Environment & Ecosystem science ◽

10.26480/ees.01.2020.28.37 ◽

2020 ◽

Vol 4 (1) ◽

pp. 28-37

Author(s):

Prabal Barua ◽

Syed Hafizur Rahman

Keyword(s):

Climate Change ◽

Agricultural Production ◽

Crop Production ◽

Yield Loss ◽

Research Work ◽

Eastern Coast ◽

Yield Reduction ◽

Dual Culture ◽

The Impact ◽

Adaptation Options

Coastal people of Bangladesh have been experiencing from lower crop productivity and fewer cropping intensity because of different climatic vulnerabilities. The research work was carried out in Banskhali upazila of Chattogram district and Teknaf of Cox’s Bazar district to assess the impact of climate change on crop production process and to suggest suitable coping strategies and adaptation options for advancing the coastal agriculture for increased agricultural production. To attain the objectives of the research, the author were collected randomly 240 sampled respondents using pre-tested interview schedule. Long-term data/information on climate change showed that there is a trend of temperature rise and erratic rainfall. Participants stated that the current climate in the study area behaving differently than in the past on a number of climate risk factors like increased temperature, frequent drought, changes in seasonal rainfall pattern, long dry spells, increase of soil salinity, increase of tidal surges affecting crop production. The study showed that the main reasons of yield reduction (20-40 % yield loss) in T. aman crop are erratic rainfall, increased intensity and frequency of drought, salinity, floods, cyclone, use of local varieties, increased incidences of pests & diseases etc in the context of climate change. Average yield level of HYV Boro is being affected (20-40 % yield loss) by high temperature and salinity and that of T.Aus/Aus crop is being affected (20-40 % yield loss) by tidal surge.
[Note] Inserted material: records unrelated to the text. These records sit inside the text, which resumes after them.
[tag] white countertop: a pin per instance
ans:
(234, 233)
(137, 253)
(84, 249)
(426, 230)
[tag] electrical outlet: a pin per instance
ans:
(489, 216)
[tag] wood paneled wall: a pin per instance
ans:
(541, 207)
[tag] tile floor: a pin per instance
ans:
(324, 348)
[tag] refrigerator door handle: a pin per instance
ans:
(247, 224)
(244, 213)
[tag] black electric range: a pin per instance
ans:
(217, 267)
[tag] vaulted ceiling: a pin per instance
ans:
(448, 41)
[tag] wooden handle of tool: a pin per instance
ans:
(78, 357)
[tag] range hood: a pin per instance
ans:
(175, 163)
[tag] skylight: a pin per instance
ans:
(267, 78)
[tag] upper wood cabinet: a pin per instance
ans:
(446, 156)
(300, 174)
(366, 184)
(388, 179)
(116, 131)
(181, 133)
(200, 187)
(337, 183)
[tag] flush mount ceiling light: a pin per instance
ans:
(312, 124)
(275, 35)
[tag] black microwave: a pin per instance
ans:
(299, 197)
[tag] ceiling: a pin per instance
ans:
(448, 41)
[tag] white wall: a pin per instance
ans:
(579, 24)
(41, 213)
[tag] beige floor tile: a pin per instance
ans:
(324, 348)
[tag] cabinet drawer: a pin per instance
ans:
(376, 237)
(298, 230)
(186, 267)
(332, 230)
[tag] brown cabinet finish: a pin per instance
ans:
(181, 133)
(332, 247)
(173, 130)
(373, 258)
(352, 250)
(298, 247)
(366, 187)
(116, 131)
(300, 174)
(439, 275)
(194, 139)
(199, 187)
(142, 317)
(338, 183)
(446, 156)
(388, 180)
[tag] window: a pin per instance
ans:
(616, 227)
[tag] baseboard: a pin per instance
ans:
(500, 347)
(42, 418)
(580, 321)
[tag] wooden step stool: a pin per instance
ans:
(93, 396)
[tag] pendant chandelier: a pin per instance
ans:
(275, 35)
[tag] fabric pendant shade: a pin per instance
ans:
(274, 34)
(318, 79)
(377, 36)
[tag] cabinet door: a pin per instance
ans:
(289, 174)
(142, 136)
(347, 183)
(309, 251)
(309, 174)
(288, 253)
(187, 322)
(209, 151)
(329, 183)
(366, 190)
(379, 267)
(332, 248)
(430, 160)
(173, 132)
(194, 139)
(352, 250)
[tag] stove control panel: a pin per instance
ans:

Vegetables, pulses and oilseed crops are being affected (40-60 % yield loss) by soil wetness, excessive rainfall and water-logging in the selected areas. Sorjan system of cropping, rice-fish dual culture, utilization of bunds as vegetables/spices production in gher areas, floating bed agriculture and homestead gardening with introduction of salt-tolerant & drought tolerant crop varieties have been identified as potential adaptation options for development of coastal agriculture for increased agricultural production in attaining food security.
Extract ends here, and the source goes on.